Boşnaklar neden Müslüman oldular?

 

Hıristiyan dünyanın ortasında İslam’ı din olarak seçin Boşnakların Hıristiyanlıktan İslam’a geçmeleri de çok ilginç. Boşnakların dini inançları oldukça sıra dışı… 7. Yüzyıldan itibaren bugün yaşadıkları coğrafyaya gelen Boşnaklar, 11.yüzyılda Hıristiyanlaştılar. Ancak dönemin resmi Hıristiyanlık inancına son derece ters düşen ve Papa tarafından Heretik yani sapkın ilan edilen bir mezhebi benimsediler. Bu mezhep, kendisine “Tanrı tarafından sevilen” yani “Bogomil” denilen bir rahip tarafından kurulmuştu…

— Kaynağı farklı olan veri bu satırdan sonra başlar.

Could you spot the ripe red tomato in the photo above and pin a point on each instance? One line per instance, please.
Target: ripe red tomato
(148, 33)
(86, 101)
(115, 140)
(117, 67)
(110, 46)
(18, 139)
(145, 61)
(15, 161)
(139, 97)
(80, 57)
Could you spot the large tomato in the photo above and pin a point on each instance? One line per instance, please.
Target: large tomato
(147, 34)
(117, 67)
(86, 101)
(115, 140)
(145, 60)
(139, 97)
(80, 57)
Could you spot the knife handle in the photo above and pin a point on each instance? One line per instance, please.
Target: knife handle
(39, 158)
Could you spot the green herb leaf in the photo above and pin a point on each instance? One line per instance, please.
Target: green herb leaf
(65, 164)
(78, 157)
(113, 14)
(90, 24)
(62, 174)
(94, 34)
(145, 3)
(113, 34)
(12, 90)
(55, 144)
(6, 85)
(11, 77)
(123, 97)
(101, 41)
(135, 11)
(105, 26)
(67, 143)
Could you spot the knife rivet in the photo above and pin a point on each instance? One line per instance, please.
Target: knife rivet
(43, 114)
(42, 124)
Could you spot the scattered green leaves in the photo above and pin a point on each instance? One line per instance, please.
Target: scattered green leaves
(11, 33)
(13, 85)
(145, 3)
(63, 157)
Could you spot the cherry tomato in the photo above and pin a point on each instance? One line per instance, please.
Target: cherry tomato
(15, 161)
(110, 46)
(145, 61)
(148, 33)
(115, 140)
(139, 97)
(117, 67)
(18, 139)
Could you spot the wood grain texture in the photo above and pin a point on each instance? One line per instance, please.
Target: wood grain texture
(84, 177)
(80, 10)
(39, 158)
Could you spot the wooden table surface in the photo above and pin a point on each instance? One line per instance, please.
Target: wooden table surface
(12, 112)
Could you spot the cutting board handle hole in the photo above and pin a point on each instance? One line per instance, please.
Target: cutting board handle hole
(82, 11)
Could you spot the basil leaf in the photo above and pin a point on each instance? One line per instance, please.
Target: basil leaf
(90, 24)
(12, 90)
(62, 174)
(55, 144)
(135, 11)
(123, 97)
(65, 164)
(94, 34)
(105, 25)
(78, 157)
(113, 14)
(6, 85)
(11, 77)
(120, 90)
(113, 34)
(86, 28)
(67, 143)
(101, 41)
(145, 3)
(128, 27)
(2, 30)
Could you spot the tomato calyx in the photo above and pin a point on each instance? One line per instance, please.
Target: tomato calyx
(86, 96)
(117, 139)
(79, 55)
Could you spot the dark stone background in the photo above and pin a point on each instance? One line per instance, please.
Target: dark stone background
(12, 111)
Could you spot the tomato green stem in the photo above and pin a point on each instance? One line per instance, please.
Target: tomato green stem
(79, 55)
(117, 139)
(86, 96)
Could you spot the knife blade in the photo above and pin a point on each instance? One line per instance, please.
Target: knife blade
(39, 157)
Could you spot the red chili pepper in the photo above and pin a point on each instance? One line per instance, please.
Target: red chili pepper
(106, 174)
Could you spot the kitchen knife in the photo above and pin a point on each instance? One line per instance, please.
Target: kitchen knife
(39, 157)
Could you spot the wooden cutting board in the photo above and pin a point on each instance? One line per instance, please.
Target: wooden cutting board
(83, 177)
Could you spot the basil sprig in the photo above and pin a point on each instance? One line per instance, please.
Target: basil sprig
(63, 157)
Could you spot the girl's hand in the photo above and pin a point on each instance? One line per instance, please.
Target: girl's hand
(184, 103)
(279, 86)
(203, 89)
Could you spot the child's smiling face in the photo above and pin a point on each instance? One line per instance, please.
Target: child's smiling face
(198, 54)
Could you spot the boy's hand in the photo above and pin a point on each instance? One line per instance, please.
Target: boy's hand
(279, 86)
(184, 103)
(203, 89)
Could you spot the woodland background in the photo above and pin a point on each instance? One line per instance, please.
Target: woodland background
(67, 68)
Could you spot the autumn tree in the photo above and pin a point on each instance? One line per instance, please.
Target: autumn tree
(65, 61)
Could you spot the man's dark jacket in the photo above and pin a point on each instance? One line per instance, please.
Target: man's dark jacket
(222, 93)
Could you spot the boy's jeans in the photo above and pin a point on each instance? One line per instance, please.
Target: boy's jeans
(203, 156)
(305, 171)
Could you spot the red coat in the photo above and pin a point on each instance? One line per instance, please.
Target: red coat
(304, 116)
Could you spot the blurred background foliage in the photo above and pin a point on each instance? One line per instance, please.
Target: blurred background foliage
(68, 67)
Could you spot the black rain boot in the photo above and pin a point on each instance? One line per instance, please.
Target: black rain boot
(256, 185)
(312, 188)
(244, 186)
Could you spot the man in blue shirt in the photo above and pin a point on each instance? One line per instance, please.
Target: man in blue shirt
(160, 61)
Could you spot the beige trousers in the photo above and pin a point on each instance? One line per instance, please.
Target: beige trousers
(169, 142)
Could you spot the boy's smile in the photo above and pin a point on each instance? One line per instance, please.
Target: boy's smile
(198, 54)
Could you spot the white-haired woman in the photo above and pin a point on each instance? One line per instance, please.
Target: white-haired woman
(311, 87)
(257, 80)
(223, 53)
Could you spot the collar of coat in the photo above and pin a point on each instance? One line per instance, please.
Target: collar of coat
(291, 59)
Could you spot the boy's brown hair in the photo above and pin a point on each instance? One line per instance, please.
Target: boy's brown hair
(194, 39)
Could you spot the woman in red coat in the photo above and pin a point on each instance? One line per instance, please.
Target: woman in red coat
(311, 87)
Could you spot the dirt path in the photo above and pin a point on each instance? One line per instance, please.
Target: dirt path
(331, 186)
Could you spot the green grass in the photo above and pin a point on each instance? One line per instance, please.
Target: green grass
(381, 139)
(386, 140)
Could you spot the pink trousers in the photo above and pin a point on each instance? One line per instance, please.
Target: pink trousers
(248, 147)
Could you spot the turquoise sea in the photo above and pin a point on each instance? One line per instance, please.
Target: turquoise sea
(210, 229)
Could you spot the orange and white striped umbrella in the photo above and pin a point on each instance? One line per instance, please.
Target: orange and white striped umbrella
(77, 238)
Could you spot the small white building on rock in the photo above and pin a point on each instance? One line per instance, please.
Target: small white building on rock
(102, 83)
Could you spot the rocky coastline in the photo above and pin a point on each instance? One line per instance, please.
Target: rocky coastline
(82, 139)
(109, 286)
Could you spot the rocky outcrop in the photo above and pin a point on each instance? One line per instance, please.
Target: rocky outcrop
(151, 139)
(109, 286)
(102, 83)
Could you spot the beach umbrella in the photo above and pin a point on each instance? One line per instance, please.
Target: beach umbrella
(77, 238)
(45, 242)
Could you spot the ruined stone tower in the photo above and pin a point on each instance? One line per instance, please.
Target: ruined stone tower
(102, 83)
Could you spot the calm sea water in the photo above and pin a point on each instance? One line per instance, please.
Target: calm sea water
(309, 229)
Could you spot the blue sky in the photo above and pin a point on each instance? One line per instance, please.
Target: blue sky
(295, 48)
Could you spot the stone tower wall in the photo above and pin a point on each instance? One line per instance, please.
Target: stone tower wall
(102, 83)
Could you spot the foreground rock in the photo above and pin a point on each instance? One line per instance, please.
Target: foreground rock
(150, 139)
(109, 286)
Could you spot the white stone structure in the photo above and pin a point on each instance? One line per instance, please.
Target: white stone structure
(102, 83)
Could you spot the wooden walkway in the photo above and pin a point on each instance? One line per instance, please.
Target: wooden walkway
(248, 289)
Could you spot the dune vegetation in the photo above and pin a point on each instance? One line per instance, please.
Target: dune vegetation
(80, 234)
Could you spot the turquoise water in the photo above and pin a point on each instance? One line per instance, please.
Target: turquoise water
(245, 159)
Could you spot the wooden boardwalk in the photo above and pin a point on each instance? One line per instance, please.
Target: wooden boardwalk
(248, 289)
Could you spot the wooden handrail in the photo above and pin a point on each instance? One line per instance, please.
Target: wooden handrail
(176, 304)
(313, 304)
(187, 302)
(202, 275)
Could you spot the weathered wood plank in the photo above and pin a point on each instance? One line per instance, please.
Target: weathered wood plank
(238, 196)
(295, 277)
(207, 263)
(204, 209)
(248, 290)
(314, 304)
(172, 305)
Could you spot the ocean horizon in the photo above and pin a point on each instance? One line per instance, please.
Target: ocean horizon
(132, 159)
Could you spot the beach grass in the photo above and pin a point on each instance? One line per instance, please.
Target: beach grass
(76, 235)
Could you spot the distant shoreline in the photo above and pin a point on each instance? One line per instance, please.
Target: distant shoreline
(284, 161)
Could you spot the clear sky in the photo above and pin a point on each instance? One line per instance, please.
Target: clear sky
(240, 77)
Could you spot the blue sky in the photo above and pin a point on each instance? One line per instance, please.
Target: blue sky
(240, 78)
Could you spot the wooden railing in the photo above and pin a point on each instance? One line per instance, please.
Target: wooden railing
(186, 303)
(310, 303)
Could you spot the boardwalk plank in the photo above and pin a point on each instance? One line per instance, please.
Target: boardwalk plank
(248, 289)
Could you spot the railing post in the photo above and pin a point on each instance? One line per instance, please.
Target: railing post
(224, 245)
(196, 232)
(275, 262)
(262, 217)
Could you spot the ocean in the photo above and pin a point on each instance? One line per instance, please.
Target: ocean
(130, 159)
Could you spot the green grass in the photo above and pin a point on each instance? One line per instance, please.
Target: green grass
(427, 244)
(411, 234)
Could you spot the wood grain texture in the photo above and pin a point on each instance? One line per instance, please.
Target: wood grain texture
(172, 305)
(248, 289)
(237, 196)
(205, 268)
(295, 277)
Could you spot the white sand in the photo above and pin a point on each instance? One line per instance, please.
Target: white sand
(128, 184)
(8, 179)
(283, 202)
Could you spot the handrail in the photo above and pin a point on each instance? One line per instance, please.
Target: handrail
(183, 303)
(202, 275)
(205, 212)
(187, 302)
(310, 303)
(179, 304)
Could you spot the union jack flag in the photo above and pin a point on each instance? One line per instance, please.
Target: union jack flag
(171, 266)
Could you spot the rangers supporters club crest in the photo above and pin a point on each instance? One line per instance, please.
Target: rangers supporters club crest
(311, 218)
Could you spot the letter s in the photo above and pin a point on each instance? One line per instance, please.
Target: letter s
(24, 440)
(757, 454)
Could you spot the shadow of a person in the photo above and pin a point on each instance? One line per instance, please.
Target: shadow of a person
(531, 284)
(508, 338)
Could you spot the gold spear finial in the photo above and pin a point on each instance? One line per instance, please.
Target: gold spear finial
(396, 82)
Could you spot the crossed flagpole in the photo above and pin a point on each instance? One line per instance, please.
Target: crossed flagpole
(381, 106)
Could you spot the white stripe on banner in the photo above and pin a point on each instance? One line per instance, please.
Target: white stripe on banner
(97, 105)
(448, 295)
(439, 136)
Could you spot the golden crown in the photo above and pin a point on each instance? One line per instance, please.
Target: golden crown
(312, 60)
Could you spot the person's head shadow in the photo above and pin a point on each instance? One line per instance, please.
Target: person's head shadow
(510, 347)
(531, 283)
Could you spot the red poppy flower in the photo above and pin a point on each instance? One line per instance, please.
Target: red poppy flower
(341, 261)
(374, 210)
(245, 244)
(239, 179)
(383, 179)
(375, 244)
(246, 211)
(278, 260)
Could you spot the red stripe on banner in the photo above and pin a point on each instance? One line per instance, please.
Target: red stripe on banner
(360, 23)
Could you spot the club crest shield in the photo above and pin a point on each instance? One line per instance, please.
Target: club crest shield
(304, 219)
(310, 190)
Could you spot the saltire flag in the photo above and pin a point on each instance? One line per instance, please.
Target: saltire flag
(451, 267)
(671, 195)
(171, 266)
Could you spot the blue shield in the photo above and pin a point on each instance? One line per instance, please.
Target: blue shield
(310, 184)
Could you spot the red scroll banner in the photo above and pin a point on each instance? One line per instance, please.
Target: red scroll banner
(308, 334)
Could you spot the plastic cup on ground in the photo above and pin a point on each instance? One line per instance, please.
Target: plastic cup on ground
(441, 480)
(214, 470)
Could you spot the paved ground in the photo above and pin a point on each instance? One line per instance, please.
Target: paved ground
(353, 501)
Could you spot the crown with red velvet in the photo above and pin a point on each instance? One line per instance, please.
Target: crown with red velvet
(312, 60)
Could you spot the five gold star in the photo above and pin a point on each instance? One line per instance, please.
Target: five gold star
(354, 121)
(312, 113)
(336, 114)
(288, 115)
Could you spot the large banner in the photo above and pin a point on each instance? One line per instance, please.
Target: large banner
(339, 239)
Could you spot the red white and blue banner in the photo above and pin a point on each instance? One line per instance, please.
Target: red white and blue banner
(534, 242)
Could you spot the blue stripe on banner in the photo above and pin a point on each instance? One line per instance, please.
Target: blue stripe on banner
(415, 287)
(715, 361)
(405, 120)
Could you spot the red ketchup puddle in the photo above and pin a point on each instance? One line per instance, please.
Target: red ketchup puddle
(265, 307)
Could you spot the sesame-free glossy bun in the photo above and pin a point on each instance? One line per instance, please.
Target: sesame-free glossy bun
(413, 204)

Geleneksel Hıristiyan öğretiyle pek çok noktada ters düşüyordu bu mezhep. Bogomil mezhebini benimseyenler Hz. İsa’nın çarmıha gerilmediğine inanıyorlar ve bu nedenle de haçı kutsal kabul etmiyorlardı.

Ayrıca vaftizi ve Hıristiyanlığın en temel ritüeli olan ekmek ve şarap ayinine de karşıydılar. Bu da yetmezmiş gibi, baba-oğul-kutsal ruh üçlemesini, dolayısıyla da Hz. İsa’nın Allah’ın oğlu olduğunu kökten reddedip, “O da bizim gibi insan” diyorlardı…

İşte bu nedenlerle Ortodoks ve Katolik Hıristiyanlar tarafından büyük baskı görüyorlardı… Hatta, Bosna Krallığı ve prensliklerine Papa tarafından iki kez Haçlı ordusu gönderildi. Boşnaklar kıyımdan kurtulmak için din değiştirdiklerini söyledilerse de, fırsatını bulduklarında yeniden eski inanışlarına geri döndüler.  
Bosna’ya gelen öncü Horasan Erenleri, karşılarında Müslümanlığa çok yakın bir inanç sistemini yaşayan Boşnak halkıyla karşılaştılar… Özellikle Bektaşi dervişler, halka Müslümanlığı sevdirdiler.
Yıllarca, Bogomil oldukları için katliama uğrayan ve Hıristiyan dünyasından nefret ederek kendilerini ayrı bir yere koyan Boşnaklar, Osmanlı döneminde hızla Müslümanlaştılar…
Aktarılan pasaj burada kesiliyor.